First step towards the Pillar: a European
unemployment insurance scheme?

ed* No. 01/2017 – Chapter 3

 

Following the wish of the EU Commission, the Social Pillar will initially only include Member States in the euro area, but in principle is also open to the other EU countries. The full dimension of gearing the Social Pillar primarily towards the euro area is only revealed when it is placed in a larger context. Then one quickly realises its closeness to the work being done in parallel in Brussels on the European unemployment insurance scheme. This has also been designed for the euro area. It is intended to head off macroeconomic shocks and deepen the principle of European solidarity. It is, therefore, nothing more than a special case of the Pillar. It can be seen in the already advanced stage of discussions that it is a model for developing other elements of the Pillar, even if it is perhaps not the first project to be realised in this context. The same reasons for a European (basic) unemployment insurance are being used to justify the “Europeanisation” of other areas of social security. All of these systems have a macroeconomic stabilising function, even if they were not originally intended for this purpose. If you believe that the euro, or the euro area, can be saved with the help of this Europeanisation of unemployment insurance, it makes no sense to limit this process of Europeanisation of unemployment insurance alone. Others will follow.  

 

The Pillar of Social Rights: an instrument for saving the euro area?

Both projects, however, will be merged into a single entity via a third: the “Second Phase” of the plan to deepen the economic and monetary union. Its announcement was one of the most important messages of the “Five Presidents’ Report” released in June 20151. This phase will finally drive the convergence process forward, which up until now has been going backwards, by making it “more binding”. It is about nothing less than creating uniform living conditions in the European Union. According to the report, the convergence process would be based on “a set of commonly agreed benchmarks for convergence that could be given a legal nature” and “a set of commonly agreed standards with legal character”. Neither of these would work if there was not also agreeance to “share sovereignty” in the euro area. This is a friendly way of describing a further shift of national competences to European level and thus a departure from the subsidiarity principle.  
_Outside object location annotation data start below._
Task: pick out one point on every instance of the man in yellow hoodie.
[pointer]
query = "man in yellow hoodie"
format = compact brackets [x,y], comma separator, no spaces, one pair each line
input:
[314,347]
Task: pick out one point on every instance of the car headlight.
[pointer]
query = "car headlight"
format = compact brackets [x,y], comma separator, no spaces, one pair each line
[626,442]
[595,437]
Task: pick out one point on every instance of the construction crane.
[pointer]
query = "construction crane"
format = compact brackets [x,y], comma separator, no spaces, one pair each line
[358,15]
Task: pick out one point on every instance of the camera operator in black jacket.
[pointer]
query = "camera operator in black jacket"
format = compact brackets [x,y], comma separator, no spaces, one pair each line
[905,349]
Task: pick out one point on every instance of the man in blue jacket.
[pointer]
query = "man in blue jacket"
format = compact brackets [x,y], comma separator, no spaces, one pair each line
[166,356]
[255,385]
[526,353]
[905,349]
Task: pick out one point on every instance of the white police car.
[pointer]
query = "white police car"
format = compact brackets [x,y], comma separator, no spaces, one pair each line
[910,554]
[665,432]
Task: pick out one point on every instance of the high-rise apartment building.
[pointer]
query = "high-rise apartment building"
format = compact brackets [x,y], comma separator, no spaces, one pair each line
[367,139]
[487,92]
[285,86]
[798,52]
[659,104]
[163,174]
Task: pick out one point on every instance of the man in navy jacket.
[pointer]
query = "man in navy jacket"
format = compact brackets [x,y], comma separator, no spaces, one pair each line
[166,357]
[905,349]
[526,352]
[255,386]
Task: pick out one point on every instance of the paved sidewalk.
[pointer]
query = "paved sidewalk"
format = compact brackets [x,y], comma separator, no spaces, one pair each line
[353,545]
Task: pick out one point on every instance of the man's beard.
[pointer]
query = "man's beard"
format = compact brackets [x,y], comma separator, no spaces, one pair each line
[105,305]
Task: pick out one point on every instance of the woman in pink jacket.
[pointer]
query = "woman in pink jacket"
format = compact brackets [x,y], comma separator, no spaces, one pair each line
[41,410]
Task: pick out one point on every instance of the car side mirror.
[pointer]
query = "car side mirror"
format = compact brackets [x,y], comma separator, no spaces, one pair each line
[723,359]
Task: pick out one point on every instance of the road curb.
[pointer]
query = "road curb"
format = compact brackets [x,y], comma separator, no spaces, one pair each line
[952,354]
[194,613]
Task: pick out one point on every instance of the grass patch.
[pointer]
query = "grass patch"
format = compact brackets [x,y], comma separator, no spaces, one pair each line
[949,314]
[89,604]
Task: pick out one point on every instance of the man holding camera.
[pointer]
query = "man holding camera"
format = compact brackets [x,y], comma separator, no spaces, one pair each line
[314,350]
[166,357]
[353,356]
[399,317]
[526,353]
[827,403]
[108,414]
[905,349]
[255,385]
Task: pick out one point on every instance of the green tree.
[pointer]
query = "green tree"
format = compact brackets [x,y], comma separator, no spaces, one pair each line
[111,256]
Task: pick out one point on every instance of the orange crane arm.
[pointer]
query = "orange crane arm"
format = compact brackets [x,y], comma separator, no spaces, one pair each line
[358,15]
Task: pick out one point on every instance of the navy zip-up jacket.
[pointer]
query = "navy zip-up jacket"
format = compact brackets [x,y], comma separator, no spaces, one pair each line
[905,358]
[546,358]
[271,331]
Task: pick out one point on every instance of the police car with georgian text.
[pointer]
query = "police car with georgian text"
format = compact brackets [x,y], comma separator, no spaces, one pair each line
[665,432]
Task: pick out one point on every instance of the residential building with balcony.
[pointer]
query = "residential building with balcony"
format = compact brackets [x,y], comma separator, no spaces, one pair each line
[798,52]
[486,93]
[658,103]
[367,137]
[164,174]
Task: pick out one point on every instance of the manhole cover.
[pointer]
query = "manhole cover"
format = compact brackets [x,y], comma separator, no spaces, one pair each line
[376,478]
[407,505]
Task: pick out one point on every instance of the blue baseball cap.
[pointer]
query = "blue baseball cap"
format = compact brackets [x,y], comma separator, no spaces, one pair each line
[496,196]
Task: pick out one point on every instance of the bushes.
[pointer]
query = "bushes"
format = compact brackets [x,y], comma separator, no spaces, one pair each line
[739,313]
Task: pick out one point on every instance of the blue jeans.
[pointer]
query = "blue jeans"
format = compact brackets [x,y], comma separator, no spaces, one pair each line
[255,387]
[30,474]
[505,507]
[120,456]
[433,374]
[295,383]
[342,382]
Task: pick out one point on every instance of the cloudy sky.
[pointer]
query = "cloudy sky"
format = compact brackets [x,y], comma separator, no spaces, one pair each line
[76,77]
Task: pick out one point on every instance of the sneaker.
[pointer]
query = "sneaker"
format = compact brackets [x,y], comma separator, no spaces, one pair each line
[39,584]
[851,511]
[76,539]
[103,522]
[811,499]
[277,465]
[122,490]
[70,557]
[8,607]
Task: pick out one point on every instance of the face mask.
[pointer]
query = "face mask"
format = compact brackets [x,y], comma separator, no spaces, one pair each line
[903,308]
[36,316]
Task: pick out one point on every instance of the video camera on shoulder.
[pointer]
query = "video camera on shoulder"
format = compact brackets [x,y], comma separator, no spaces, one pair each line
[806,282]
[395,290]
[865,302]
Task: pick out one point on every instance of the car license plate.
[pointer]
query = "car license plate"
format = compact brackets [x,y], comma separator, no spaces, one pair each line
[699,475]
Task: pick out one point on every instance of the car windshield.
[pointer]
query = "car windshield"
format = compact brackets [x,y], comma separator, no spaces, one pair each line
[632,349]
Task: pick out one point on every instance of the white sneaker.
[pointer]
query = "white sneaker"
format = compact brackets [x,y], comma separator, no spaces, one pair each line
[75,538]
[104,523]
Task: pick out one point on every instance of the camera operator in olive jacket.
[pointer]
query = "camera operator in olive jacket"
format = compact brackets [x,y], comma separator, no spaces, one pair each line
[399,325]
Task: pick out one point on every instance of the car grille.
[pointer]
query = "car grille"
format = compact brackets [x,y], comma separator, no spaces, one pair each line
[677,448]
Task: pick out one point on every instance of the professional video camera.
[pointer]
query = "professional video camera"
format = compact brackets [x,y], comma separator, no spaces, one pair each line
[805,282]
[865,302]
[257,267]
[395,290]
European CommissionEU’s five main objectives for the Year 2020

 

The common standards to be created – and not only following the presentation of the Social Pillar – are already explicitly concentrated on labour markets, taxes and the modernisation of social security systems. The Five Presidents’ Report, which is far more explicit than the communication on the Social Pillar, points to Community financing of the agreed social standards.  

 

Therefore, it will certainly not be a coincidence if in spring this year the EU Commission outlines its ideas for the future of the EU and the completion of the Economic and Monetary Union thereby presenting further steps towards a “European Pillar of Social Rights”.